Il 18 agosto del 1634 Grandier fu messo al rogo. Dopo una processione, davanti alle migliaia di turisti venuti per lo spettacolo, nella più grottesca e macabra messa in scena senza alcun rispetto per la persona, il parroco di Loudun fu issato su una catasta di legna e arso vivo mentre gli esorcisti e i frati cappuccini urlavano con la bava alla bocca: “dicas!” “dicas!” perché l’accusato confessasse, ma invano.
Surin il gesuita
Morto Grandier, i diavoli non mollarono le invasate. Il cardinale aveva bisogno di dare al pubblico prove inconfutabili della presenza del demonio e fece chiamare dei gesuiti per gli esorcismi. I gesuiti non erano ignoranti zotici come i preti di Loudun, quindi erano autorevoli.
Jeanne, la priora, per tutto il 1635 dette il meglio di sé come indemoniata: dapprima con una gravidanza isterica, finita nel nulla,e poi con una nuova idea: diventare beata come Santa Teresa D’Avila, tramite flagellazioni, cilicio e quant’altro.
A corroborare tutte queste pazzie venne il gesuita Surin, considerato quasi un asceta, nonché un intelligente religioso: peccato fosse stupido tanto da farsi indemoniare anche lui e diventare un pagliaccio per il popolo finché fu richiamato.
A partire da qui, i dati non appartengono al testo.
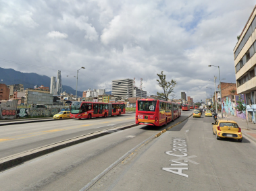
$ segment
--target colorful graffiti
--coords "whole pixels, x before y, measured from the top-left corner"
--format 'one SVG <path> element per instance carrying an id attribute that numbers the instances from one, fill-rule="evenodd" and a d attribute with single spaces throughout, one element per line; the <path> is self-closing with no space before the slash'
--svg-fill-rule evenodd
<path id="1" fill-rule="evenodd" d="M 16 108 L 2 108 L 1 114 L 1 119 L 15 119 L 16 115 Z"/>
<path id="2" fill-rule="evenodd" d="M 232 100 L 231 96 L 226 96 L 222 98 L 223 103 L 223 110 L 226 114 L 229 114 L 230 115 L 235 115 L 235 104 Z"/>
<path id="3" fill-rule="evenodd" d="M 26 118 L 28 117 L 28 108 L 20 108 L 17 110 L 16 118 Z"/>
<path id="4" fill-rule="evenodd" d="M 236 106 L 237 106 L 237 105 L 238 105 L 237 101 L 239 101 L 239 97 L 240 98 L 241 101 L 244 102 L 244 103 L 245 103 L 245 95 L 241 94 L 239 96 L 234 96 L 234 97 L 235 97 L 235 100 L 236 100 Z M 245 106 L 245 104 L 244 104 L 243 105 Z M 247 114 L 246 114 L 245 111 L 240 113 L 239 111 L 236 110 L 236 115 L 238 118 L 240 118 L 242 119 L 246 119 Z"/>

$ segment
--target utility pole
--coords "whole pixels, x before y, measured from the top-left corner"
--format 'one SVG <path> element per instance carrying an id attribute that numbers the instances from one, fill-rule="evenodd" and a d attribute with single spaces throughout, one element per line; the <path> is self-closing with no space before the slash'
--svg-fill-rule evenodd
<path id="1" fill-rule="evenodd" d="M 216 94 L 216 85 L 215 85 L 215 81 L 216 80 L 216 78 L 217 77 L 215 77 L 214 76 L 214 88 L 215 88 L 215 106 L 216 106 L 216 112 L 217 113 L 217 94 Z"/>

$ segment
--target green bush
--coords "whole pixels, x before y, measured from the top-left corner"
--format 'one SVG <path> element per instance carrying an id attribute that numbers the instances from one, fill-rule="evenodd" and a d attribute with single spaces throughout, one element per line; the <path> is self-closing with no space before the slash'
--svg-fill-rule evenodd
<path id="1" fill-rule="evenodd" d="M 136 112 L 136 108 L 126 108 L 126 112 Z"/>

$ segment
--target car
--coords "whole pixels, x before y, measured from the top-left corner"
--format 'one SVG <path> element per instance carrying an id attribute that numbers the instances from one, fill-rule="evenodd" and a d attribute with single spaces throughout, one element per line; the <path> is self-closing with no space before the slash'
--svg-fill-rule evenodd
<path id="1" fill-rule="evenodd" d="M 53 116 L 53 119 L 62 119 L 70 118 L 70 111 L 61 111 Z"/>
<path id="2" fill-rule="evenodd" d="M 211 112 L 210 110 L 207 110 L 205 112 L 205 116 L 210 116 L 211 117 L 213 115 L 211 114 Z"/>
<path id="3" fill-rule="evenodd" d="M 201 118 L 201 112 L 199 110 L 195 110 L 193 112 L 193 118 Z"/>
<path id="4" fill-rule="evenodd" d="M 234 120 L 217 120 L 213 124 L 213 133 L 217 139 L 231 138 L 242 142 L 242 136 L 241 128 Z"/>

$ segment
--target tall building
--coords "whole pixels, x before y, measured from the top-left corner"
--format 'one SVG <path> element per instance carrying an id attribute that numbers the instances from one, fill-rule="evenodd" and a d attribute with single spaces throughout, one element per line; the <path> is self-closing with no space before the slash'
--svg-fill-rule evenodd
<path id="1" fill-rule="evenodd" d="M 147 91 L 140 90 L 140 89 L 133 87 L 132 87 L 132 97 L 133 98 L 147 98 Z"/>
<path id="2" fill-rule="evenodd" d="M 50 93 L 53 96 L 57 95 L 56 77 L 53 76 L 51 77 Z"/>
<path id="3" fill-rule="evenodd" d="M 9 89 L 9 96 L 14 95 L 14 91 L 21 91 L 23 92 L 24 87 L 23 84 L 14 84 L 7 85 Z"/>
<path id="4" fill-rule="evenodd" d="M 0 83 L 0 100 L 9 100 L 9 88 L 4 84 Z"/>
<path id="5" fill-rule="evenodd" d="M 132 97 L 132 79 L 121 79 L 112 80 L 112 95 L 127 99 Z"/>
<path id="6" fill-rule="evenodd" d="M 58 71 L 57 75 L 57 94 L 59 95 L 62 93 L 61 75 L 61 71 Z"/>
<path id="7" fill-rule="evenodd" d="M 185 92 L 181 92 L 181 99 L 184 99 L 186 101 L 186 95 Z"/>
<path id="8" fill-rule="evenodd" d="M 62 83 L 61 71 L 58 71 L 56 77 L 52 76 L 51 77 L 50 93 L 53 96 L 60 95 L 62 93 Z"/>
<path id="9" fill-rule="evenodd" d="M 247 113 L 248 114 L 247 118 L 249 121 L 252 121 L 253 119 L 254 122 L 256 122 L 255 117 L 256 114 L 255 8 L 256 6 L 249 17 L 233 50 L 237 93 L 245 96 L 245 104 L 247 106 Z"/>

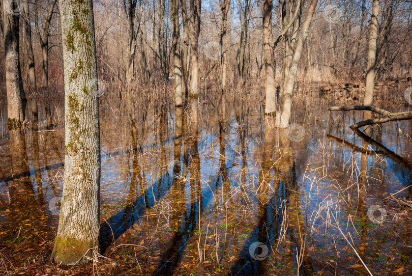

Tuttavia, tramite Surin la priora trovò la sua strada per gabbare il mondo e perseguire la beatitudine tramite estasi e apparizioni: i diavoli le incisero anche i nomi sui palmi delle mani; infine Jeanne arrivò fino in punto di morte e poi “risorse” grazie a un unguento divino portato da San Giuseppe, che le salvò la vita bagnandogli la camicia.
Conclusione
Guarita grazie al miracolo, suor Jeanne compì un lungo tour per la Francia: prima a Parigi, dove fu ricevuta dal Cardinale Richelieu che prese la camicia tra le mani come una reliquia, poi dalla regina che era incinta di Luigi XIV. Il popolo era estasiato, e la priora doveva rimanere al suo cospetto dalle 4 di mattina alle 10 di sera mostrando i palmi delle mani e la camicia. Dopo una serie interminabile di visite fece ritorno a Parigi per stendere la camicia sul ventre della regina durante il parto del futuro Luigi XIV.